Length and structure of output for summaries

Hey,

i am planning to build an API that summarize automatically term papers. In terms of content the output is “okay”. It can recognize the key points of the paper.

BUT the structure of the output is terrible. Its way to short. I used an 4000 words long term paper to experiment and he uses not more than 500 words. I wanted around 1000 words.

Also the structure is very reader-unfriendly. It uses a lot of paragraphs and dont have any transitions. It just summarize every chapter in maximum 3 sentences (despite some chapters are 3 pages long).

I want a text with a good reading flow. But its not even close.

The output has this structure:
"Lorem ipsum dolor sit amet, consetetur sadipscing elitr, sed diam nonumy eirmod tempor invidunt ut labore et dolore magna aliquyam erat, sed diam voluptua. At vero eos et accusam et justo duo dolores et ea rebum. Stet clita kasd gubergren, no sea takimata sanctus est Lorem ipsum dolor sit amet.

Lorem ipsum dolor sit amet, consetetur sadipscing elitr, sed diam nonumy eirmod tempor invidunt ut labore et dolore magna aliquyam erat, sed diam voluptua. At vero eos et accusam et justo duo dolores et ea rebum. Stet clita kasd gubergren, no sea takimata sanctus est Lorem ipsum dolor sit amet.

Lorem ipsum dolor sit amet, consetetur sadipscing elitr, sed diam nonumy eirmod tempor invidunt ut labore et dolore magna aliquyam erat, m.
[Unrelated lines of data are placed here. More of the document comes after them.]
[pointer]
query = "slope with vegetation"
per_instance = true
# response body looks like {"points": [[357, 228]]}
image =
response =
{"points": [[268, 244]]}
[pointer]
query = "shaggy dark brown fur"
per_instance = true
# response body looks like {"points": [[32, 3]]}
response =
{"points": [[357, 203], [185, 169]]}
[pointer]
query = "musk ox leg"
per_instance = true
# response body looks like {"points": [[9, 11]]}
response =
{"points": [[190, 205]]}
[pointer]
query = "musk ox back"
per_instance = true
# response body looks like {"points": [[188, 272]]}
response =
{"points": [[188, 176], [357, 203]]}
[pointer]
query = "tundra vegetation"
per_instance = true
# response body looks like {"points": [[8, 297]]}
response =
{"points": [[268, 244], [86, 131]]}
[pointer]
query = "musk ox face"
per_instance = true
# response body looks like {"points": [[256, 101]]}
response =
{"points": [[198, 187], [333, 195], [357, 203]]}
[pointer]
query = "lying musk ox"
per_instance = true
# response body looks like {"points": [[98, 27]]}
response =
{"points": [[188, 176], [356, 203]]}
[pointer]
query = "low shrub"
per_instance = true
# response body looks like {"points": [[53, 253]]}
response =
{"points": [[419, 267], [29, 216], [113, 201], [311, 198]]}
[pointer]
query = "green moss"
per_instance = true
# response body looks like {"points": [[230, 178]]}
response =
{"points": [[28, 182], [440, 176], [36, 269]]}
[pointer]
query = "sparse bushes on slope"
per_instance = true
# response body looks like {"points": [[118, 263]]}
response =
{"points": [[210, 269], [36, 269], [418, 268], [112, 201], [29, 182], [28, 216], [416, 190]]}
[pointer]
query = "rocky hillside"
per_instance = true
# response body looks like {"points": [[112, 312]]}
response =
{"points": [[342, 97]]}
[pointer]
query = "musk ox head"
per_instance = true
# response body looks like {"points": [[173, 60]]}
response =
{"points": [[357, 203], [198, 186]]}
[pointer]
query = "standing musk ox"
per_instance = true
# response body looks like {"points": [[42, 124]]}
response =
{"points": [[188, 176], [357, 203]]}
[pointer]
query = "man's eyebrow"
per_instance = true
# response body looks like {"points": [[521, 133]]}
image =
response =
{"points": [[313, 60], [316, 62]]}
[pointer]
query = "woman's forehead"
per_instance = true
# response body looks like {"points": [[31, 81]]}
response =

Stet clita kasd gubergren, no sea takimata sanctus est Lorem ipsum dolor sit amet.

Duis autem vel eum iriure dolor in hendrerit in vulputate velit esse molestie consequat, vel illum dolore eu feugiat nulla facilisis at vero eros et accumsan et iusto odio dignissim . Lorem ipsum dolor sit amet, consectetuer adipiscing elit, sed diam nonummy nibh euismod tincidunt ut laoreet dolore magna aliquam erat volutpat.

Ut wisi enim ad minim veniam, quis nostrud exerci tation ullamcorper suscipit lobortis nisl ut aliquip ex ea commodo consequat. Duis autem vel eum iriure dolor in hendrerit in vulputate velit esse molestie consequat."

But i want this structure:

"Lorem ipsum dolor sit amet, consetetur sadipscing elitr, sed diam nonumy eirmod tempor invidunt ut labore et dolore magna aliquyam erat, sed diam voluptua. At vero eos et accusam et justo duo dolores et ea rebum. Stet clita kasd gubergren, no sea takimata sanctus est Lorem ipsum dolor sit amet. Lorem ipsum dolor sit amet, consetetur sadipscing elitr, sed diam nonumy eirmod tempor invidunt ut labore et dolore magna aliquyam erat, sed diam voluptua. At vero eos et accusam et justo duo dolores et ea rebum. Stet clita kasd gubergren, no sea takimata sanctus est Lorem ipsum dolor sit amet. Lorem ipsum dolor sit amet, consetetur sadipscing elitr, sed diam nonumy eirmod tempor invidunt ut labore et dolore magna aliquyam erat, sed diam voluptua. At vero eos et accusam et justo duo dolores et ea rebum. Stet clita kasd gubergren, no sea takimata sanctus est Lorem ipsum dolor sit amet.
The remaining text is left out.